The fourth lesson is that surprises almost always happen, and things don’t turn out the way you think they will. In Edison’s case, he championed a system based on direct current at low voltage. But this technology was constrained by the inability of DC to be stepped up to higher voltages, thus reducing line losses over distance. It wasn’t long before George Westinghouse’s system based on AC won out, over a big fight put up by Edison. While I believe that the networked system I envision in the Energy Web is roughly right, I don’t doubt that parts of it will turn out very different than currently envisioned.

Finally, remember that none of Edison’s work in inventing the light bulb would have been possible without a prior invention of a technique to create a perfect vacuum inside a glass jar. What’s the equivalent parallel development that is going to allow the Energy Web to

unfold? In my opinion, it is digital telecommunications. The glue holding the Energy Web together is the ability of all the parts of the Web to instantaneously know what all the other parts are doing. Electricity is increasingly becoming known as a commodity, but it has one feature that is very different than all other commodities: it can’t be effectively stored. The need for electricity to be instantaneously generated at the exact moment it is consumed creates a great deal of price volatility. This figure (Figure 7) illustrates the hourly prices of the California PX market for the first 17 months of its existence, through August of this year. The prices ranged from free, where producers were literally giving the stuff away, to $191/MWh. In the Midwest this summer, prices topped $1000/MWh. This is clearly not your father’s utility industry anymore! This price volatility creates tremendous economic opportunity, and it’s that opportunity that will drive the creation of the Energy Web. However, none of this would be possible but for the development of digital telecommunications.

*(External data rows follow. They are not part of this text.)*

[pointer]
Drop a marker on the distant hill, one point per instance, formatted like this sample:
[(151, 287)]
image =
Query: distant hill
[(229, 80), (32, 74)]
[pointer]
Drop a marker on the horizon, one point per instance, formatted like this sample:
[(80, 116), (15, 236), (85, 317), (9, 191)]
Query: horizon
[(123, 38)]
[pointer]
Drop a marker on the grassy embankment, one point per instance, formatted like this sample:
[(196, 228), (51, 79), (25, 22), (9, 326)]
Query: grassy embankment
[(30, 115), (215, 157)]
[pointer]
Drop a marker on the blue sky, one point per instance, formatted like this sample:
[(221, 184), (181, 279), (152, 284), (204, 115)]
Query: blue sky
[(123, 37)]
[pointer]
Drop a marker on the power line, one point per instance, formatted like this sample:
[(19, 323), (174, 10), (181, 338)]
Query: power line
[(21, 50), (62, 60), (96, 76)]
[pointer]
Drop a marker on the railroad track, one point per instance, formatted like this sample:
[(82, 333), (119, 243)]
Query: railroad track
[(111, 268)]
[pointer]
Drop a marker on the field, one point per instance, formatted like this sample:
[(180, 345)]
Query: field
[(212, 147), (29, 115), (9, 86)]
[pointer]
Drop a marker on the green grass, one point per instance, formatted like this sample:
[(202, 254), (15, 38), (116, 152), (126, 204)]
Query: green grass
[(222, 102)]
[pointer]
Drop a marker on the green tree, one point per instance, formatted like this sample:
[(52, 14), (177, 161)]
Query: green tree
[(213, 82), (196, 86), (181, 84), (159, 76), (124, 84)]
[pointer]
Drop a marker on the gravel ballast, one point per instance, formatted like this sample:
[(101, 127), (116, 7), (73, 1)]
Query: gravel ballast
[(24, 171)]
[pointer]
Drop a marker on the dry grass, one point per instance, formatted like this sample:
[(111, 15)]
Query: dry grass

(Figure 8) Let me illustrate. On the left-hand side is a picture that we’re all familiar with. It’s a typical household electric meter, most of which was invented around the turn of the century. On the right-hand side is a picture of an example of the new generation of electric meter. It looks pretty much the same, but it’s digital. It contains an 8-channel recorder, able to track the consumption of eight different pieces of equipment or circuits in a building. It records both peak and energy consumption. Connected to a phone line, it can record every five minutes and download to a server upon demand. This type of information allows the consumer to both actively manage his energy consumption, and to participate effectively in the energy marketplace. For example, when the electricity price spikes, the customer can receive notice and either cut consumption or possibly fire up their own generation source and sell their power into the market.

The focus of media coverage about the electric utility industry has been on deregulation. While that is certainly an important development, I believe a more important and long-lasting development is the pace of technological change. These technologies are permitting the Energy Web to unfold. The lessons learned by Thomas Edison 120 years ago in developing the light bulb are equally applicable to the development of the Energy Web.